The work of Burning Man artists is civic work. It brings people together in shared spaces to accomplish something that elevates the human spirit. There is a continuum of participant to practitioner, of creative citizen to artist. Burners apply their abilities in logistics, aesthetics, and sheer endurance to education, clean-up, and disaster relief as naturally as they do to welding metal or programming light arrays.
In one of this year’s most impressive expressions of the symbiotic relationship between arts and civics, a group of Burners in Washington, D.C., pulled off what to many seemed unthinkable: a burn on the Mall. Yes, The National Mall in Washington, just steps from the White House and down the road from the U.S. Capitol. Event organizers came together to produce a two-day event called Catharsis, which combined Burning Man culture with political activism and culminated with the burning of an effigy. The burn marked the first time since World War II that a bonfire has been permitted on the National Mall.
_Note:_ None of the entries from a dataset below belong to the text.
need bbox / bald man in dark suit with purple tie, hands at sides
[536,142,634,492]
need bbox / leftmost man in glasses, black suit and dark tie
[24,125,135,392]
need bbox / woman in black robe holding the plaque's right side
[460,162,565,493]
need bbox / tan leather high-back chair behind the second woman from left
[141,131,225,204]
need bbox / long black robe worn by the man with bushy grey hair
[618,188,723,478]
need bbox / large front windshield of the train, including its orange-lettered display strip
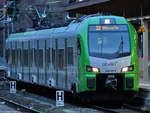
[88,25,131,59]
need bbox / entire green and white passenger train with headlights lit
[6,15,138,97]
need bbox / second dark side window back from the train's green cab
[58,49,64,69]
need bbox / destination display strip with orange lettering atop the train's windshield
[89,25,128,31]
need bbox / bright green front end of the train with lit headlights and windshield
[78,16,138,94]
Our very own Burners Without Borders (BWB), meanwhile, has encouraged this confluence of art and civic work. Its goal has been to unlock the creativity of local communities to solve problems and to bring about meaningful change.
Since its inception in 2005 with relief efforts after Hurricane Katrina, BWB has initiated over 135 grassroots projects in 24 countries.
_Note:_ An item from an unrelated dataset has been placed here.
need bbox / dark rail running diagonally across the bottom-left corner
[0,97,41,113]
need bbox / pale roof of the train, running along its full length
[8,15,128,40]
In 2015, BWB celebrated its 10th anniversary and boasted 19 active chapters. It also announced the transition to Burning Man Project, bringing BWB into the fold as an official program of Burning Man Project in the newly formed Art & Civic Engagement Department. In this transition, Carmen Mauk passed the torch of BWB leadership to former BWB board member Christopher Breedlove.
In 2015, BWB started to broaden its concept of what “disaster” means in terms of relief efforts. Beyond natural disasters, there are many types of disasters that happen all over the world, including social, humanitarian, economic and ecological, and BWB is learning to respond to those as well. BWB has evolved to become an ongoing partner to communities focusing on long-term resiliency and activating an engaged citizenry.
2015 Burners Without Borders activities include:
- Providing support and educational services to the Lake County Tool Library in California, working on the disaster left by wildfires.
- Supporting its sister organization, Communitere, as it set up shop in its third location, Nepal, after the earthquakes there.
- Launching a reimagined version of their “BWB Day of Service,” reframing it as the “128 Initiative,” a challenge to each of the Burning Man Regional areas to start a civic project. The initiative received 21 projects from six countries and 11 U.S. states. Collectively the projects engaged 1,981 people.
In Texas, Burners Without Border Corpus Christi (BWB-CC) continued work on the Burner Beach project, in which they adopted over seven miles of beach used for recreational activities. What started as eight friends cleaning up the beach has turned into seasonal events on the land that include not only a beach clean-up but an effigy burn. The volunteers invite locals and visitors to join in on the fun and educate them about responsible land usage and Leave No Trace efforts.
Burning Man Project believes that people have the inherent capacity to solve their own problems, and that social transformation is within reach of all communities. To promote this concept, BWB sparks new initiatives through two micro-grant programs. These give honoraria to projects around the globe that can leverage small amounts of money into big impact. Ten projects and organizations received BWB grants in 2015, and three received Walk the Talk grants.